The problem appears to be when the Iterable keychain is initialized and a call to androidx.security.crypto.EncryptedSharedPreferences.create is made. This is a bit confusing because we do not store in-app messages in memory, in other words we don't set setUseInMemoryStorageForInApps(true) we are simply just calling initialize with a default config:

class ShiftKeyApplication : Application() {

    override fun onCreate() {
        super.onCreate()
    }
    
    private fun initIterable() {
        val config = IterableConfig.Builder().build()
        IterableApi.initialize(this, BuildConfig.ITERABLE_API_KEY, config)
    }
}

Should this Iterable keychain initialization be offloaded to a background thread? Also is there a reason why EncryptedSharedPreferences.create is called even though we don't use encrypted messages? Thanks

[Ayyanchira]

Thank you for sharing the logs @lmorda !

SDK stores Email/ UserId Android's Encrypted Shared Preference over Regular shared preference starting 3.4.10 and hence the usage of Encrypted Shared Preferences.

Can you share which version of SDK is being used in the app?

[lmorda]

@Ayyanchira thank you for your quick response and your explanation!

We've been on version 3.5.1 for the two months and we see the issue intermittently (12 users in the last 30 days). This morning we had 31 events which triggered an error notification in our BugSnag Slack channel. But all of these events were from the same user.

[Ayyanchira]

Will you be able to provide device detail on which the crash is occuring. We can try replicating it and see what exactly is happening.

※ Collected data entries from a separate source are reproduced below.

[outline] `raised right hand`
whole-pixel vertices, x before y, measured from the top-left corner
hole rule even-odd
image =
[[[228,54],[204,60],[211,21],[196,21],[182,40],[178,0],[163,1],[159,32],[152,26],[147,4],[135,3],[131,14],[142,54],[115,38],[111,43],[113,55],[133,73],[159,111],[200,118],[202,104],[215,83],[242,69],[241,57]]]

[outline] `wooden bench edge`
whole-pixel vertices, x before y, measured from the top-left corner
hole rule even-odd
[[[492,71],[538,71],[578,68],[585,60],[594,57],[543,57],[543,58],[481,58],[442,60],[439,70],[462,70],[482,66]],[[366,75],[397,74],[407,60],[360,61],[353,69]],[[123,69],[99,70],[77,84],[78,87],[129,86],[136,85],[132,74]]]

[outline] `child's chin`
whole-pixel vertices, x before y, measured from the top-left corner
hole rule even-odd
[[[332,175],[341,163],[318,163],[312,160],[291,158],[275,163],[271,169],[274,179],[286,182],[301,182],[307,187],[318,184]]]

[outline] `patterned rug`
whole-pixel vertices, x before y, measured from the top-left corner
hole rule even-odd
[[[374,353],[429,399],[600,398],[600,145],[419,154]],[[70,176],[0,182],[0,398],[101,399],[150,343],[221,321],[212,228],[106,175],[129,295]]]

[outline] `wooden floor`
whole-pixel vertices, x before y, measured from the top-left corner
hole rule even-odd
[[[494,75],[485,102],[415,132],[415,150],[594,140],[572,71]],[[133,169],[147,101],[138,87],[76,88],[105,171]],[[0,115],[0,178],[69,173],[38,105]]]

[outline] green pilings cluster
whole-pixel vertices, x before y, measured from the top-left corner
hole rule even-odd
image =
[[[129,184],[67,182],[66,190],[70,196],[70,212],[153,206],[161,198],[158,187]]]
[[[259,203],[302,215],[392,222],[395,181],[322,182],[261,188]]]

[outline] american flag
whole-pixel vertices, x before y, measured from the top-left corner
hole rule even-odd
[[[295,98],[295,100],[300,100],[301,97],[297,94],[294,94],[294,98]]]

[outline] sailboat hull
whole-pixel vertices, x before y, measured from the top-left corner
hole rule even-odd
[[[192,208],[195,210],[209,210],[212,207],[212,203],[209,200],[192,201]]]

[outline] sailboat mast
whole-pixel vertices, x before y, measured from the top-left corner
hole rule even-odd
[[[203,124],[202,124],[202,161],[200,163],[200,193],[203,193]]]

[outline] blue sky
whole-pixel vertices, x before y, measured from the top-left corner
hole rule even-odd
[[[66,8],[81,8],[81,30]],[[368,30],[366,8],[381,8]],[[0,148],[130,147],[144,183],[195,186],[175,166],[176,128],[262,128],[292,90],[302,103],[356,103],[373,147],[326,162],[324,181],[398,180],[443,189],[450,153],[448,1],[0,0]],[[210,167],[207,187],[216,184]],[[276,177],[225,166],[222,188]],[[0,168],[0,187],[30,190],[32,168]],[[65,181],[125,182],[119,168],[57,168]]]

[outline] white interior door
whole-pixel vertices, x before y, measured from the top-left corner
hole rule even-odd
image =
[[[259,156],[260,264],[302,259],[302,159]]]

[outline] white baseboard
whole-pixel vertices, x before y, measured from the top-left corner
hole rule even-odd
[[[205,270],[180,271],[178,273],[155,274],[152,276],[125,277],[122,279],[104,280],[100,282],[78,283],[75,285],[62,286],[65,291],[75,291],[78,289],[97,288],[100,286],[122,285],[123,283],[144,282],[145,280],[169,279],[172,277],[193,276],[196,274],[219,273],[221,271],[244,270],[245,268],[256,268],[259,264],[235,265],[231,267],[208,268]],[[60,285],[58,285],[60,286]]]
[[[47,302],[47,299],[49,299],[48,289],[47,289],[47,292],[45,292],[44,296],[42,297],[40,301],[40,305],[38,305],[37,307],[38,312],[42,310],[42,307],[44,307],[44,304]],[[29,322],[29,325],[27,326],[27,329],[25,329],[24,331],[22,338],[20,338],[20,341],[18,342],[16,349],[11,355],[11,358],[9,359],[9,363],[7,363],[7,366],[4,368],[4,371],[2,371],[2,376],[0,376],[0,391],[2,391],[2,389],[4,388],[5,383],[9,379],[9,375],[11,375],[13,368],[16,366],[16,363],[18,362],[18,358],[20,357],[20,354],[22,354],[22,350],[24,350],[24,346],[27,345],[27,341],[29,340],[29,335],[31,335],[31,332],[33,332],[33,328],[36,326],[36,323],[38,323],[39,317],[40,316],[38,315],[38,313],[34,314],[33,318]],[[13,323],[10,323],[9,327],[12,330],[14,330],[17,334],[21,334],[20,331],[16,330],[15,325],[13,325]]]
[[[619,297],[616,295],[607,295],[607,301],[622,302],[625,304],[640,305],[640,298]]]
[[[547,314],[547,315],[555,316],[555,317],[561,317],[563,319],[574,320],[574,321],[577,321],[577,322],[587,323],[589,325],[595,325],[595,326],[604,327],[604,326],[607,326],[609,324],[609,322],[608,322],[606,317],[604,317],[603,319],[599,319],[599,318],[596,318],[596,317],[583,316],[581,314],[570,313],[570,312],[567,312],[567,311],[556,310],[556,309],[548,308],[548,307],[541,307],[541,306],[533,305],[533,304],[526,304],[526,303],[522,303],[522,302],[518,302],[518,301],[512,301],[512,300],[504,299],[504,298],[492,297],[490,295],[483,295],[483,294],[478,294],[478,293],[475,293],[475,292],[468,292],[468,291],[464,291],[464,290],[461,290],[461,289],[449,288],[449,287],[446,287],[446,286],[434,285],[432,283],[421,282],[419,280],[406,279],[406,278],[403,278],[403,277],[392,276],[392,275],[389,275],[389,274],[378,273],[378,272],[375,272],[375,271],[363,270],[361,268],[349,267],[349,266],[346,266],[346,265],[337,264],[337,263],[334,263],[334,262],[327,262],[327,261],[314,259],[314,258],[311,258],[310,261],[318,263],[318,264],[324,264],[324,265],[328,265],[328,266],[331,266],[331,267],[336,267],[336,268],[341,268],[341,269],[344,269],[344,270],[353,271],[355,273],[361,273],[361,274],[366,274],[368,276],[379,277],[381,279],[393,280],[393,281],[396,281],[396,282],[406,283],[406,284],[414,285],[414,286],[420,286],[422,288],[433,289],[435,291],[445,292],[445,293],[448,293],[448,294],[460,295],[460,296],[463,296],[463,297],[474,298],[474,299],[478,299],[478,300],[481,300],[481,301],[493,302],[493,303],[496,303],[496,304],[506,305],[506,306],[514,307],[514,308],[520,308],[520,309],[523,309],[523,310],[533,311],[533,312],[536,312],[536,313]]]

Iterable uses google's crypto library.
Crypto has been getting updates over recent years focussing on crashes on the device, however, the issue - still remains open: https://issuetracker.google.com/issues/176215143?pli=1

[lmorda]

@Ayyanchira here are the devices reporting the issue the last 30 days:

moto g play - 2023
REVVL V+ 5G
TCL Stylus 5G (T779W)
moto g power (2022)
K92 (LM-K920)
LG G8 ThinQ™ (LM-G820)
Nokia 7.2
U668AA
moto g stylus 5G
motorola one 5G UW ace

and all of these devices are either on Android 11 or Android 12

[Hospes]

Same for me, all 100% of reportings comes from Android 12, SDK version is 3.5.3
device manufacturers are:

• Oneplus
• Oppo
• Motorola
• Sony

[randalleastland]

We are having the same issue. The problem appears to be in the file IterableKeychain.kt. .

In the constructor on line 38, you are calling EncryptedSharedPreferences.create(). The version of create() that you are using is deprecated. The Google documentation clearly says that this method is not thread safe.

I believe that if you switched to this version of create(), then this issue would be resolved.

Can you please comment here that you are aware of this issue and are willing to fix it? We have users where background threads report ANRs and eventually a crashed thread as a result of this.

Thank you.

[Ayyanchira]

Hi @randalleastland thanks for writing in.

This does point out ambiguous variable name problem in SDK. Rest assured, SDK indeed uses the recommended approach which accepts MasterKey instead of String alias. masterKeyAlias variable name may have caused the confusion, suggesting the use of a deprecated method.

And yes, the team is aware of the issue and is actively working towards a solution.